Rokeya was encouraged by her civil servant husband to continue with her education after marriage. Rokeya’s husband, Khan Bahadur Sakhawat Hussain was an Urdu speaking, western educated, and ‘liberal’ minded deputy magistrate of Bhagalpur. He encouraged Rokeya to write in Bengali which will help her to connect with the common people and she later published Motichur in 1905 and Sultana’s Dream in 1908.
Rokeya’s exceptional work Sultana’s Dream is based on an imagined Ladyland where women seem to have access to public spaces without being restricted by social or religious customs. The conversion of Ladyland from a male dominated space was conceived as unrealistic by Sultana. She experiences herself as free by first reclaiming a public space where she is not subjected to male gaze and surveillance.
The story reveals various emotions felt by women facing patriarchal oppression. The writing style depicts emotions of anger, fear and constant urge to challenge male authority.
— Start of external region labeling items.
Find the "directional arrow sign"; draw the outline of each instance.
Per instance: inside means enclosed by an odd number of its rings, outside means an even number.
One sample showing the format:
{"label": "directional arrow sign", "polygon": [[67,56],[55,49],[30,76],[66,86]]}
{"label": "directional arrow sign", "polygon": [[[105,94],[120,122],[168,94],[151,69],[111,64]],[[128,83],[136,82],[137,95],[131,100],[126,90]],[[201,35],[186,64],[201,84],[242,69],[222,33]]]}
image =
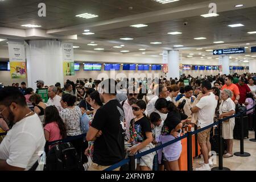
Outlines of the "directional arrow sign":
{"label": "directional arrow sign", "polygon": [[229,55],[233,53],[242,53],[245,52],[244,47],[232,48],[229,49],[213,50],[213,55]]}

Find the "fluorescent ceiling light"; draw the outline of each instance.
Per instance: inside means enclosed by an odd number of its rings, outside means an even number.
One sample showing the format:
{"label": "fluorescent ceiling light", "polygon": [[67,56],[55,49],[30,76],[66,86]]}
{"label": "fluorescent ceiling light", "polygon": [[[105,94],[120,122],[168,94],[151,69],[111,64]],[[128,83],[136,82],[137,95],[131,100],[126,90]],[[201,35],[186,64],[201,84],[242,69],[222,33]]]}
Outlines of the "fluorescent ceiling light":
{"label": "fluorescent ceiling light", "polygon": [[179,1],[180,0],[154,0],[154,1],[156,1],[158,2],[160,2],[160,3],[162,3],[162,4],[166,4],[166,3],[168,3],[170,2]]}
{"label": "fluorescent ceiling light", "polygon": [[183,47],[183,45],[175,45],[175,46],[174,46],[174,47]]}
{"label": "fluorescent ceiling light", "polygon": [[21,26],[22,27],[30,27],[30,28],[37,28],[37,27],[42,27],[42,26],[40,26],[40,25],[31,24],[23,24]]}
{"label": "fluorescent ceiling light", "polygon": [[135,27],[135,28],[141,28],[141,27],[147,27],[148,25],[144,24],[133,24],[131,25],[130,27]]}
{"label": "fluorescent ceiling light", "polygon": [[90,14],[90,13],[83,13],[83,14],[81,14],[80,15],[76,15],[76,16],[82,18],[86,18],[86,19],[89,19],[89,18],[98,17],[98,16],[92,14]]}
{"label": "fluorescent ceiling light", "polygon": [[98,44],[88,44],[88,46],[98,46]]}
{"label": "fluorescent ceiling light", "polygon": [[205,14],[204,15],[201,15],[201,16],[203,16],[204,18],[217,16],[218,16],[218,14],[217,14],[217,13],[208,13],[208,14]]}
{"label": "fluorescent ceiling light", "polygon": [[168,32],[167,33],[168,34],[171,34],[171,35],[178,35],[178,34],[182,34],[181,32]]}
{"label": "fluorescent ceiling light", "polygon": [[241,23],[238,23],[238,24],[229,24],[228,25],[228,26],[233,28],[233,27],[243,27],[244,25]]}
{"label": "fluorescent ceiling light", "polygon": [[213,42],[214,44],[221,44],[224,43],[224,42],[223,41],[217,41],[217,42]]}
{"label": "fluorescent ceiling light", "polygon": [[82,33],[82,34],[88,35],[93,35],[93,34],[95,34],[93,33],[93,32],[86,32],[86,33]]}
{"label": "fluorescent ceiling light", "polygon": [[120,38],[120,39],[121,39],[121,40],[133,40],[133,38]]}
{"label": "fluorescent ceiling light", "polygon": [[195,39],[195,40],[203,40],[203,39],[206,39],[207,38],[194,38],[194,39]]}
{"label": "fluorescent ceiling light", "polygon": [[161,44],[162,42],[151,42],[150,44]]}

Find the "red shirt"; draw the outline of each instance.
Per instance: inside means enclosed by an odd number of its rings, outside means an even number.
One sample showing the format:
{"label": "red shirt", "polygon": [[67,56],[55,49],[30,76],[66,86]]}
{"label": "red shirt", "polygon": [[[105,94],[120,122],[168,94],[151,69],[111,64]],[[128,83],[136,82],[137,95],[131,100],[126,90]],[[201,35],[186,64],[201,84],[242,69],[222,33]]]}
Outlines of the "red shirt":
{"label": "red shirt", "polygon": [[242,104],[245,103],[245,100],[246,99],[246,94],[251,92],[251,89],[248,85],[245,84],[243,84],[243,85],[240,85],[237,83],[236,85],[238,88],[239,92],[240,93],[240,99],[239,100],[238,102],[240,104]]}

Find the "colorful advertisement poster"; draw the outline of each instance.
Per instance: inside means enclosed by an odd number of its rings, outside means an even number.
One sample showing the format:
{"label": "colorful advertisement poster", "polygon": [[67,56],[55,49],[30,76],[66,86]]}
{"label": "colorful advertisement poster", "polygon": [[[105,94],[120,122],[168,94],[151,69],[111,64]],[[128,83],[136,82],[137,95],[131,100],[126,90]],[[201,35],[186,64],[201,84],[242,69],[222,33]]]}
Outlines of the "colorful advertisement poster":
{"label": "colorful advertisement poster", "polygon": [[163,65],[163,71],[164,73],[168,73],[168,64],[164,64]]}
{"label": "colorful advertisement poster", "polygon": [[63,73],[64,76],[75,75],[74,50],[73,43],[63,42]]}
{"label": "colorful advertisement poster", "polygon": [[64,76],[75,75],[75,66],[73,62],[63,63],[63,73]]}
{"label": "colorful advertisement poster", "polygon": [[11,78],[27,78],[24,40],[8,39]]}
{"label": "colorful advertisement poster", "polygon": [[10,62],[11,78],[26,78],[27,68],[26,62]]}
{"label": "colorful advertisement poster", "polygon": [[44,103],[48,101],[48,89],[37,89],[36,93],[40,95]]}

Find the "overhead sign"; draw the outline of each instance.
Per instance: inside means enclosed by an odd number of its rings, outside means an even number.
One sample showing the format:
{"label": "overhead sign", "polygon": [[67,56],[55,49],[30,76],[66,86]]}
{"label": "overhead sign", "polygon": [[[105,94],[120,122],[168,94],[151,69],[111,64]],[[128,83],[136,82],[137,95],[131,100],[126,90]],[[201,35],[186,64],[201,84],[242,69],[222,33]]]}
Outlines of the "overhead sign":
{"label": "overhead sign", "polygon": [[251,52],[256,52],[256,47],[251,47]]}
{"label": "overhead sign", "polygon": [[213,50],[213,55],[228,55],[232,53],[242,53],[245,52],[244,47],[232,48],[229,49]]}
Rokeya makes several attempts at engaging the female reader and reminding them of their own worth and question the patriarchal power that confines them to the domestic realm. In the story, women are shown as more rational and scientific than men, wherein Sara (the protagonist’s imaginary friend) is a scientific researcher who considers women as superior to men.
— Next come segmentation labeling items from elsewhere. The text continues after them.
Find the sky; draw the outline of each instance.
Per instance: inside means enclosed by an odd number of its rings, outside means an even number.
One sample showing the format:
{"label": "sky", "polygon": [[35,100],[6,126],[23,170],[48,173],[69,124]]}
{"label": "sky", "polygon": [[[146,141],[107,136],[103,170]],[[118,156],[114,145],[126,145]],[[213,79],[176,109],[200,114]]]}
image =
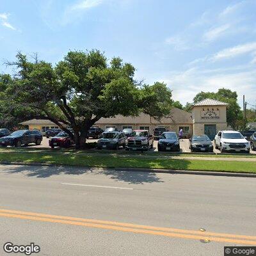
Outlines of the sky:
{"label": "sky", "polygon": [[1,73],[18,51],[54,65],[92,49],[182,104],[223,87],[256,104],[256,0],[0,0]]}

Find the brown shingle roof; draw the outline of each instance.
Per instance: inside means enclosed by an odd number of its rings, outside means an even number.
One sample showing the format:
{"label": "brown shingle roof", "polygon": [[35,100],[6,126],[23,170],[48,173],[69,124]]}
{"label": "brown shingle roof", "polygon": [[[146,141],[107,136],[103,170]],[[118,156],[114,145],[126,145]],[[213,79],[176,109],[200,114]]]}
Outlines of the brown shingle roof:
{"label": "brown shingle roof", "polygon": [[[96,122],[96,124],[159,124],[159,121],[155,120],[153,118],[150,118],[148,115],[141,113],[138,116],[123,116],[121,115],[117,115],[113,118],[100,118]],[[179,109],[176,108],[173,108],[170,114],[170,117],[166,118],[162,118],[161,120],[161,124],[192,124],[191,113],[184,111],[184,110]]]}
{"label": "brown shingle roof", "polygon": [[212,100],[211,99],[205,99],[205,100],[201,100],[199,102],[194,104],[194,106],[227,106],[228,103],[222,102],[221,101]]}

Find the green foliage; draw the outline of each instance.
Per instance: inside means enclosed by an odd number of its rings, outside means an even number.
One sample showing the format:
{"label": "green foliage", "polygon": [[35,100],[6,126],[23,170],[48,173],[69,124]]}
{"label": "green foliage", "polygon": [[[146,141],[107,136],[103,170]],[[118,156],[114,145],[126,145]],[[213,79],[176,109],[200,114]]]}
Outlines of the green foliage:
{"label": "green foliage", "polygon": [[[134,116],[142,111],[161,118],[170,113],[172,92],[166,85],[138,86],[133,78],[134,67],[119,57],[109,63],[102,52],[92,50],[70,51],[55,67],[35,60],[18,53],[16,62],[9,63],[17,72],[13,77],[4,75],[0,90],[9,91],[9,100],[16,109],[28,109],[31,116],[60,126],[77,147],[84,145],[88,129],[102,117]],[[62,123],[71,127],[74,134]]]}
{"label": "green foliage", "polygon": [[173,108],[183,109],[182,104],[179,100],[173,101],[172,105]]}

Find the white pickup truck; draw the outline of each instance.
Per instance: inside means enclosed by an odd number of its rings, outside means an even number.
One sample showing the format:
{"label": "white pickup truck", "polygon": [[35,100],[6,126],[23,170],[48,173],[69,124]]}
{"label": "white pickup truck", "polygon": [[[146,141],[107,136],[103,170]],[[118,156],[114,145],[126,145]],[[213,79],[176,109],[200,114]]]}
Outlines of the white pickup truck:
{"label": "white pickup truck", "polygon": [[250,153],[250,142],[236,131],[221,131],[214,138],[215,148],[221,152],[225,151],[245,152]]}

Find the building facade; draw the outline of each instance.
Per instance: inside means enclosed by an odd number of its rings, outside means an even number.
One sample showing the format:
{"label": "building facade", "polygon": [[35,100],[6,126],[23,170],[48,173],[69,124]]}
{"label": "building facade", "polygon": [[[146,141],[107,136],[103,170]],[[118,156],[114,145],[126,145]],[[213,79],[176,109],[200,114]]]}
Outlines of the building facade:
{"label": "building facade", "polygon": [[[109,118],[100,118],[95,124],[103,130],[113,127],[122,131],[125,128],[133,130],[148,130],[152,134],[156,127],[166,127],[177,133],[182,129],[185,138],[193,134],[207,134],[213,140],[218,131],[225,130],[227,104],[207,99],[193,106],[191,113],[173,108],[169,116],[157,120],[148,115],[141,113],[138,116],[117,115]],[[31,130],[38,129],[43,134],[51,128],[58,126],[49,120],[33,119],[20,123]]]}
{"label": "building facade", "polygon": [[193,134],[207,134],[213,140],[218,131],[226,130],[227,106],[221,101],[206,99],[193,106]]}

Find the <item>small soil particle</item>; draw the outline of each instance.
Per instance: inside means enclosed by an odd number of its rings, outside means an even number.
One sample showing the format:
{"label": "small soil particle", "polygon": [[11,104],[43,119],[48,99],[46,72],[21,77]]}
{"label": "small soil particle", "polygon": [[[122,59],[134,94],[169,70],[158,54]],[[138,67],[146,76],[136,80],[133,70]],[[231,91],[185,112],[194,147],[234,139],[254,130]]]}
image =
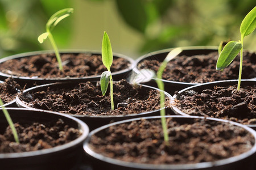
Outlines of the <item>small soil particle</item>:
{"label": "small soil particle", "polygon": [[249,151],[253,136],[241,127],[206,119],[167,120],[169,145],[160,120],[110,126],[94,134],[91,148],[104,156],[138,163],[190,164],[216,161]]}

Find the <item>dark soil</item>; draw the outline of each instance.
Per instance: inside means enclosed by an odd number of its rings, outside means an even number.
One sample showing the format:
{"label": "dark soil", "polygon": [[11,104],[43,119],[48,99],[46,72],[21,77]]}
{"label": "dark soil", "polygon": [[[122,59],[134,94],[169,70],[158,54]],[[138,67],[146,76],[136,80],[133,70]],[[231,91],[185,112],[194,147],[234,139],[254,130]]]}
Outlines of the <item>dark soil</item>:
{"label": "dark soil", "polygon": [[[101,56],[64,54],[61,56],[63,71],[59,70],[55,54],[47,54],[13,59],[0,63],[0,71],[12,75],[40,78],[83,77],[100,75],[106,71]],[[128,68],[130,63],[122,58],[113,58],[112,72]]]}
{"label": "dark soil", "polygon": [[81,132],[71,128],[61,119],[57,121],[14,124],[20,143],[14,141],[8,126],[0,134],[0,153],[22,152],[52,148],[77,138]]}
{"label": "dark soil", "polygon": [[4,104],[11,102],[15,99],[20,90],[19,84],[12,78],[9,78],[4,83],[0,83],[0,97]]}
{"label": "dark soil", "polygon": [[243,124],[256,124],[256,84],[241,88],[215,87],[201,92],[176,93],[177,107],[189,115],[230,120]]}
{"label": "dark soil", "polygon": [[73,114],[126,115],[159,109],[158,91],[142,90],[122,80],[113,84],[115,109],[111,110],[109,90],[102,96],[98,82],[80,83],[75,87],[48,87],[19,98],[29,107]]}
{"label": "dark soil", "polygon": [[[242,79],[256,77],[256,54],[244,53]],[[237,79],[240,56],[223,71],[216,70],[218,53],[192,57],[176,57],[169,62],[163,74],[163,79],[181,82],[206,83],[217,80]],[[161,62],[156,60],[144,60],[140,62],[139,69],[151,69],[157,71]]]}
{"label": "dark soil", "polygon": [[255,141],[243,129],[195,119],[167,119],[170,145],[163,141],[160,120],[141,120],[107,128],[92,137],[96,152],[125,162],[189,164],[218,160],[249,150]]}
Women’s brain are more quicker than men’s.
When it comes to discussing women’s traditional work, Sultana is taken by surprise with Sara’s assertion of men being unworthy to work for women. Sultana is delighted to see the way women manage and control everything. She questions her friend with the similar patriarchal assumptions about women being unfit to work rationally and outside the house.
The story constantly reminds the reader of the social and religious customs plaguing women’s emancipation. She focuses on women’s need to attain more education and challenge customs like child marriage and Purdah system. Rokeya draws information from her own childhood memories where women including her mother and other female members of the family observed the Purdah system and the way her sister was married off before the age of fifteen. Through the story, she attempts to bring the issues that hindered women’s emancipation. She comments on the same through highlighting the sexual transformation of Purdah system from being about seclusion of women to male seclusion.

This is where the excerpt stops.